Author(s) Gupta, A.; Boas, I.J.C.; Oosterveer, P.J.M.
Source Journal of Environmental Policy and Planning 22 (2020)1. - ISSN 1523-908X - p. 84 - 97.
DOI https://doi.org/10.1080/1523908X.2020.1709281
Department(s) WIMEK
WASS
Environmental Policy
Publication type Refereed Article in a scientific journal
Publication year 2020
Keyword(s) environmental governance - transparency - accountability - empowerment - commodity chains - visibility - traceability - digital surveillance - information and communication technologies (ICTs) - sustainability governance - information disclosure
Abstract Transparency in environmental governance is no longer an uncontroversial answer to problems of accountability and effectiveness. How to design effective transparency systems and in what policy contexts they are effective remain contested issues. This special section, consisting of this introduction and four research articles, interrogates complex and potentially conflicting links between transparency, accountability, empowerment and effectiveness in environmental governance.
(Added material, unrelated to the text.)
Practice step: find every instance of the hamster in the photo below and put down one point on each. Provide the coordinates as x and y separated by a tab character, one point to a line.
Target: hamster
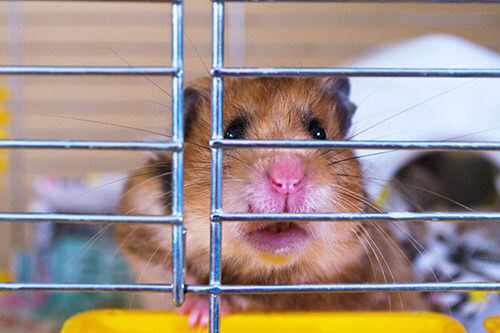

Building on existing literature and the four contributions, we discuss persisting diversity in varieties of transparency, the evolving dynamics of commodity chain transparency, and the consequences of emerging novel forms of digitalized transparency. As we show, the contributions to this special section interrogate in novel ways the transformative potential of transparency, through shedding light on the performative effects of transparency in ever more complex environmental governance contexts. These contexts may include, inter alia, the growing ubiquity of traceability in transnational commodity chains, the need for ever more anticipatory (ex-ante) forms of environmental governance, and an ever-broadening quest for digitally monitored environments. In particular, the impacts of the realtime ‘radical’ transparency engendered by use of novel digital technologies remain under-analyzed in the sustainability domain. We conclude by raising several critical concerns that deserve further scientific research and policy debate.